Not only was the subject matter revised but the text of the subject matter that was retained was carefully scrutinized from the point of view of accuracy and clarity. I devoted a greater effort than before to the problem of presentation, and whenever I could do so I replaced complicated arguments found in the literature by more elementary ones.

Finally, I must answer the question, why do I call this volume Lasers? I do so because this title best describes its contents and because its writing was the logical continuation of the work I began in 1962 with the first edition.

The first edition of this book was written while I was a member of the technical staff of Hughes Research Laboratories. For its preparation I had the full support of my colleagues and the laboratory management.

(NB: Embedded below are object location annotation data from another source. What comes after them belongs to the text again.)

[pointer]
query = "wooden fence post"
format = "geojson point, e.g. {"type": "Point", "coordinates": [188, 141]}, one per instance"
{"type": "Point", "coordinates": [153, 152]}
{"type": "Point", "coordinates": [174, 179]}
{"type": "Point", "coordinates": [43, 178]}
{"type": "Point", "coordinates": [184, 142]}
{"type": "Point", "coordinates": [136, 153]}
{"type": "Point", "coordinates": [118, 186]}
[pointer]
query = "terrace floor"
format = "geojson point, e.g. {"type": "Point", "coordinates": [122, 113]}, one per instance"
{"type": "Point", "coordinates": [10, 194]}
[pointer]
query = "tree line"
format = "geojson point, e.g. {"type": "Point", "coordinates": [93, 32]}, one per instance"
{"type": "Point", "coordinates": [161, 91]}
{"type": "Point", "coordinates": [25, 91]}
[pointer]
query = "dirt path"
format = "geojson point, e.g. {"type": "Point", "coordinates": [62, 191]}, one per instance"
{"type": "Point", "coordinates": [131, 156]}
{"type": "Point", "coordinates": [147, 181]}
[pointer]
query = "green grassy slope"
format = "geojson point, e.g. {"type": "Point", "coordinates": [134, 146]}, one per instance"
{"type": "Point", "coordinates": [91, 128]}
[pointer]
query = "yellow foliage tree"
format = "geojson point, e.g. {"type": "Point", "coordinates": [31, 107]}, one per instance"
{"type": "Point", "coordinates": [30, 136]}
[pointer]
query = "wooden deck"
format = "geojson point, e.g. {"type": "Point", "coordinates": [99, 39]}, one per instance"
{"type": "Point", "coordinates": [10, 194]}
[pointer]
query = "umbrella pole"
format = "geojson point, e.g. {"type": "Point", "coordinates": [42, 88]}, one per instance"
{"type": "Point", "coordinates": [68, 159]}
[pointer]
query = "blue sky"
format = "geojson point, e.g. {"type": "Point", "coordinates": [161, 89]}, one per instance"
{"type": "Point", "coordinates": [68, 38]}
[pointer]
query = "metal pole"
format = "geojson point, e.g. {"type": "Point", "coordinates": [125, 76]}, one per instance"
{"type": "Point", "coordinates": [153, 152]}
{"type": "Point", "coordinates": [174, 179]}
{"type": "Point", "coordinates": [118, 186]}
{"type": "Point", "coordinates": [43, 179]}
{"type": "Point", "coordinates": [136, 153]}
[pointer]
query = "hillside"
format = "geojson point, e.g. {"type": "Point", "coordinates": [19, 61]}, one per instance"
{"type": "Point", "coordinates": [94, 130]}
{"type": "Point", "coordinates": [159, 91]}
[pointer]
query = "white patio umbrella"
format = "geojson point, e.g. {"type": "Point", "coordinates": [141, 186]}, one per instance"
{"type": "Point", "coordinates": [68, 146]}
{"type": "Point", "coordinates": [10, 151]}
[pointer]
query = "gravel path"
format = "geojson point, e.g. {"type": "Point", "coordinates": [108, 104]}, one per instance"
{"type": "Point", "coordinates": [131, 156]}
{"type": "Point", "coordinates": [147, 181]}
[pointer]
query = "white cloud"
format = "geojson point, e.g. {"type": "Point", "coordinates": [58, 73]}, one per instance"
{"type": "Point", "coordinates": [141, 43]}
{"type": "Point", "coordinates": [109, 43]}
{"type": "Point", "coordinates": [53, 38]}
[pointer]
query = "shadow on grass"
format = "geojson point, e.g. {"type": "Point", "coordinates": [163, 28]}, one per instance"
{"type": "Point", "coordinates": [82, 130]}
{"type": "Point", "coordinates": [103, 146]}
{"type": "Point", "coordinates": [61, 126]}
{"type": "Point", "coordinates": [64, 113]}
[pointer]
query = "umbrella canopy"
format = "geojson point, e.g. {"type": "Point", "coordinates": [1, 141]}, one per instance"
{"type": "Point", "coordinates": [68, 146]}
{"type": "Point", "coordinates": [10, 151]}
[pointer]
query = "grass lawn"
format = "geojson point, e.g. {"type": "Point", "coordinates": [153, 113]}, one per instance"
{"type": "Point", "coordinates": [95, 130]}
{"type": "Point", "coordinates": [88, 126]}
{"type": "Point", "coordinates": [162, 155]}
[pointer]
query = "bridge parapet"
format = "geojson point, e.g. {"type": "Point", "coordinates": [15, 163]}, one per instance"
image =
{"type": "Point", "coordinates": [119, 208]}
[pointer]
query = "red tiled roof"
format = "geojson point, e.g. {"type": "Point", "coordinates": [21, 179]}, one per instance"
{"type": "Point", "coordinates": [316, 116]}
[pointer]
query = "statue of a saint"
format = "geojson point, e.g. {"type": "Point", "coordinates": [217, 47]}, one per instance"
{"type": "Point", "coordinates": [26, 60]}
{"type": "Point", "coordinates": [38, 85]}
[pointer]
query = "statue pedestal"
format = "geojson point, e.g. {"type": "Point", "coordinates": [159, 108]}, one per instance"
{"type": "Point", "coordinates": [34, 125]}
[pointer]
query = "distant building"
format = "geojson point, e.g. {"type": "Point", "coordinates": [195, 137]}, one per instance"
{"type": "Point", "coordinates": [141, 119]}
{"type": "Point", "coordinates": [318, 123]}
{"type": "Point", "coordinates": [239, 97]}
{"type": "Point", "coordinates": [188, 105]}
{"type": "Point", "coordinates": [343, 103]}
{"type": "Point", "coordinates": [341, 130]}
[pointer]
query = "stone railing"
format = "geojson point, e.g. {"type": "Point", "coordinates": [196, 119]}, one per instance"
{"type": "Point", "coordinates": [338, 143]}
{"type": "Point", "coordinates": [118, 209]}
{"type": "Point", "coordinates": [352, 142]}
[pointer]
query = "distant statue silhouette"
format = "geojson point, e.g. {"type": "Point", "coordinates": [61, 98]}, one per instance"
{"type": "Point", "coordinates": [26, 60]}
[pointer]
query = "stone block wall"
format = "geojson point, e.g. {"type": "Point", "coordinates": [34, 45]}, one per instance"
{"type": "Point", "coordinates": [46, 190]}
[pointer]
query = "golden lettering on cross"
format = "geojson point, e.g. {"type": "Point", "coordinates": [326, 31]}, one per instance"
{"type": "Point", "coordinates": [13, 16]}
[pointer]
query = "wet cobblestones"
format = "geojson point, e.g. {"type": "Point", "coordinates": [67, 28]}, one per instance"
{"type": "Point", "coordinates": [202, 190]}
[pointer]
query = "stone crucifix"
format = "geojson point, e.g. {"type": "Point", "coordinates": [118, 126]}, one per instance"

Although I left the laboratories a long time ago and wrote the present edition entirely during my tenure at San Fernando Valley State College, I continued to receive assistance from my former colleagues at Hughes in the form of technical information, advice, and criticism. The laboratory management permitted me to use drawings and photographs that belong to the company, including many items prepared since the appearance of the first edition. In expressing my thanks for the assistance I have received from Hughes Research Laboratories, I wish to make it clear that the responsibility for the material in the book is entirely my own.

In addition to Hughes, I am indebted to Bell Telephone Laboratories; Edgerton, Germeshausen and Grier; Lincoln Laboratories of Massachusetts Institute of Technology; and Philips Research Laboratories (Eindhoven) for furnishing photographs of their apparatus and giving permission for their use. I wish to thank the American Institute of Physics for permitting the reproduction of numerous figures published in its journals.

My colleagues, Samuel Cunningham, Victor Evtuhov, Robert Hellwarth, Bemard Soffer, and Harvey Winston read various parts of the manuscript and offered numerous constructive suggestions. Mr. 0. T. Sylvest, my student assistant, helped to improve the accuracy and readability of the work. To all these I express my heartfelt thanks.

My wife, Birgit Lengyel, prepared many of the illustrations, typed the entire manuscript, and assisted in the proofreading. Her participation, her unfailing support in all aspects of this enterprise, and her good natured endurance of a preoccupied, bookwriting husband is most gratefully appreciated.

BELA A. LENGYEL

Pacific Palisades, California

January 1971